When Peter (sometimes called Simon) first begins his ministry work with Jesus, it’s in a fishing boat (Luke 5:1-11). After speaking to some crowds from Peter’s boat, Jesus commands him to take the boat to deeper waters, and there challenges him to cast his nets for fish. Having tried all and caught nothing, Peter is skeptical at first. But he receives the challenge and casts his net. He and his partners hauled in so many fish that the boat began to sink! Jesus had performed a miracle. It stunned Peter, James and John. Peter’s response sums up their shock well. “Go away from me, Lord; I am a sinful man!” Of course, Jesus ignores that command, and tells Peter to follow him, and that he will become a fisher of men. Peter obeys.

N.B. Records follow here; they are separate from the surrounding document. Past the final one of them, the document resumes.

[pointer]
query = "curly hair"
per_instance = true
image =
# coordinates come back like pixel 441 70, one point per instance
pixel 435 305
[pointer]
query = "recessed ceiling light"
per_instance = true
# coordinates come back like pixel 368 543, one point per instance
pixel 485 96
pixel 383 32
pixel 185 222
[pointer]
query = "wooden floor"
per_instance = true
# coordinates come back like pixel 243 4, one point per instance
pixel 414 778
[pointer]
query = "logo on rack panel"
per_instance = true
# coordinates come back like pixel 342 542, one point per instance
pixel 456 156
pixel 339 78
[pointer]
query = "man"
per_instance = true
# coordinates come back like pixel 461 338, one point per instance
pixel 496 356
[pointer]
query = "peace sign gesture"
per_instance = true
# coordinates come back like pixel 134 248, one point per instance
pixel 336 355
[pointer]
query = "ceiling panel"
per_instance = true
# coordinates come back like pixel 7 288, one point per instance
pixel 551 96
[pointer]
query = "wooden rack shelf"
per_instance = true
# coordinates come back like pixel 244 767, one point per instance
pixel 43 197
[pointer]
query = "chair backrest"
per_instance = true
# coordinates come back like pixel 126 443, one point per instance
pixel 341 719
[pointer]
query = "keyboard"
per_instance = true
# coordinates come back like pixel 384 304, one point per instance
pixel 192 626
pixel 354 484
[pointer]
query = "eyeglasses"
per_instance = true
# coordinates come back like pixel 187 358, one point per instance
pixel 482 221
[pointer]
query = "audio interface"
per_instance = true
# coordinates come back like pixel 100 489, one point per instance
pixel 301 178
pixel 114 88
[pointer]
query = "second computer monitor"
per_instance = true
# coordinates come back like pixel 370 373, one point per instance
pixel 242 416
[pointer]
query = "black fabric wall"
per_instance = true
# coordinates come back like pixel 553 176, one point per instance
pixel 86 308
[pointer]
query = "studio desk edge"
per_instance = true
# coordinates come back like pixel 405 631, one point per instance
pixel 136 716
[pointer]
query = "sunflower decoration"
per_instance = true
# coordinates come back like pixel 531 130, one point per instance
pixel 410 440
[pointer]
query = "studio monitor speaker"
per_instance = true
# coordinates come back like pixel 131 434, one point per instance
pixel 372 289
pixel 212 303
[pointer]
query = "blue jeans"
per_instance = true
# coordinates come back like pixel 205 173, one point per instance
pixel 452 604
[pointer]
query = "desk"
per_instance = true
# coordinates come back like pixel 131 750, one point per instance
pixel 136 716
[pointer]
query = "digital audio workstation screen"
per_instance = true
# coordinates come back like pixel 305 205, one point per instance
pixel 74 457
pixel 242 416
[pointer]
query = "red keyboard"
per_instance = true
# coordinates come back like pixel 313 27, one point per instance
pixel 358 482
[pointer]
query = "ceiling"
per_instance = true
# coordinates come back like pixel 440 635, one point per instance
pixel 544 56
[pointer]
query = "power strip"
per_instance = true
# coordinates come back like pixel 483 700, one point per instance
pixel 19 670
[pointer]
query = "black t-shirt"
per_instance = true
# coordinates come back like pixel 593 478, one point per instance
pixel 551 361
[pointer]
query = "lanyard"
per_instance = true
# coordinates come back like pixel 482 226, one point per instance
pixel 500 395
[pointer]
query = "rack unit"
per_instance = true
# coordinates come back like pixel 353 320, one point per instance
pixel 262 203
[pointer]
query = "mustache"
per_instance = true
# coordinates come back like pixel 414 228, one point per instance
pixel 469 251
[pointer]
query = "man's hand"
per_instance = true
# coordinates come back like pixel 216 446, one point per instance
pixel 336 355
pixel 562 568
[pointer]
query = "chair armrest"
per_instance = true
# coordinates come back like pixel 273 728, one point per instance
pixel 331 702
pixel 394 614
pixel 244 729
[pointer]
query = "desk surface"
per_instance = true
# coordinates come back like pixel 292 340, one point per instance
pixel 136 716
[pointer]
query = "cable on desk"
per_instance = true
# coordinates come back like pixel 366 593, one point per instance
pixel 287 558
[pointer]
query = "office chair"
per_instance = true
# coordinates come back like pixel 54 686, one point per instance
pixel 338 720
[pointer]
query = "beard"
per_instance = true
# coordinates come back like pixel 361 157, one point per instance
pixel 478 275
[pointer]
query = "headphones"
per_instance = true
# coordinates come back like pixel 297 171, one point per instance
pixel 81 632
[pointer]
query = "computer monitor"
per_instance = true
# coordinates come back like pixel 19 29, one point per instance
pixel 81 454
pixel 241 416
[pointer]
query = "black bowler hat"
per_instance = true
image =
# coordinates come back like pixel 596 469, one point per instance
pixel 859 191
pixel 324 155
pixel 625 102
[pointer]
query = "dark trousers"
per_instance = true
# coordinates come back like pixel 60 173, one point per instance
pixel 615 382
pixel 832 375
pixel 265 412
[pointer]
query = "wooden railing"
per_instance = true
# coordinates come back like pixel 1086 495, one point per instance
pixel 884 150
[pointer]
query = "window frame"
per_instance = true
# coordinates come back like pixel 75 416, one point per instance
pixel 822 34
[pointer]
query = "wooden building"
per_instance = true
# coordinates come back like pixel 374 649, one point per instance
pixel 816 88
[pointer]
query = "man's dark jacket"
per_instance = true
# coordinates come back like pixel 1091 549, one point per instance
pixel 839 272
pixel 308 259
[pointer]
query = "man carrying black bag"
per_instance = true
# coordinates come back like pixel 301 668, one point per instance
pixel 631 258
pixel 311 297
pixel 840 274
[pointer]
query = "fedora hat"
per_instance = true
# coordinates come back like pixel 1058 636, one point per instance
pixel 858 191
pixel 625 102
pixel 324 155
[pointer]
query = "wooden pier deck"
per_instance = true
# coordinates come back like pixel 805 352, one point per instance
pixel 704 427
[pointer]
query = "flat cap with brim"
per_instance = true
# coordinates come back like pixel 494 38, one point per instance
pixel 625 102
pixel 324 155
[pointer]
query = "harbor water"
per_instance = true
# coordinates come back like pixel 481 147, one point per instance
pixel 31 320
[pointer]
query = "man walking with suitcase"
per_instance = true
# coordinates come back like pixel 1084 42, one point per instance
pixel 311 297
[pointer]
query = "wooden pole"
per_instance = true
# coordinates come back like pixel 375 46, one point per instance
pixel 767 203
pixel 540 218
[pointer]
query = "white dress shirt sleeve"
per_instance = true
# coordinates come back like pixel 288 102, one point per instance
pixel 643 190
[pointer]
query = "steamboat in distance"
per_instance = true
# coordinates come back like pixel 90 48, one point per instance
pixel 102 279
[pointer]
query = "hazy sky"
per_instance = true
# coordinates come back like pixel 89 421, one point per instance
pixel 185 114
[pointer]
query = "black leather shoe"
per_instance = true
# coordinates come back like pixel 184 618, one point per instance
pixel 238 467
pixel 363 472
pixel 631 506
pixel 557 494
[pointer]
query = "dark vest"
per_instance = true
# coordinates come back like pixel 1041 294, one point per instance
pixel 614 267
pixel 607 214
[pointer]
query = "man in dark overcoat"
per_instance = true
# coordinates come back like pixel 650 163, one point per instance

Whenever we receive a challenge from God, we may at first be doubtful, but if we follow through with it, we will find the miraculous — perhaps in shocking ways — and we will be entered into new fields of work. After that miracle, Peter left his fishing job and followed Jesus. It changed the world forever. It is fair to say that there is not a major aspect of your life — regardless of whether or not you are a Christian — that has not been impacted in some way by Peter’s obedience to the direction of Jesus.
Later, after Jesus has been crucified, buried and resurrected, he appears to Peter again (John 21:1-14). And again Peter is in a boat with other disciples. But this time Jesus is on shore. And once again, Peter works all night to catch fish, but fails. They don’t recognize Jesus early the next morning as he calls from the shore, “Friends, have you any fish?” When they answer, “no,” he challenges them to cast it on the right side of the boat. They try this, and the load of fish is so heavy they are unable to haul it in! At that moment, Jesus is recognized, and Peter jumps in the water fully clothed and swims to shore. Jesus reminded Peter and his fellow disciples of the truth that they are to continue with their duties to him by hearkening back to the original miracle. In an interesting metaphor that points to our status in Heaven, they dine with Jesus on the shore, away from their work, with a meal that he has prepared for them! When we accept the challenges of Jesus, then we begin to serve him as our master, and he serves us as his family. Those challenges also grow us. Later in the text, Jesus gives Peter an even greater duty – to disciple his followers (John 21:15-17). Peter will become a teacher himself!
What challenges has God extended to you, and how are you meeting them?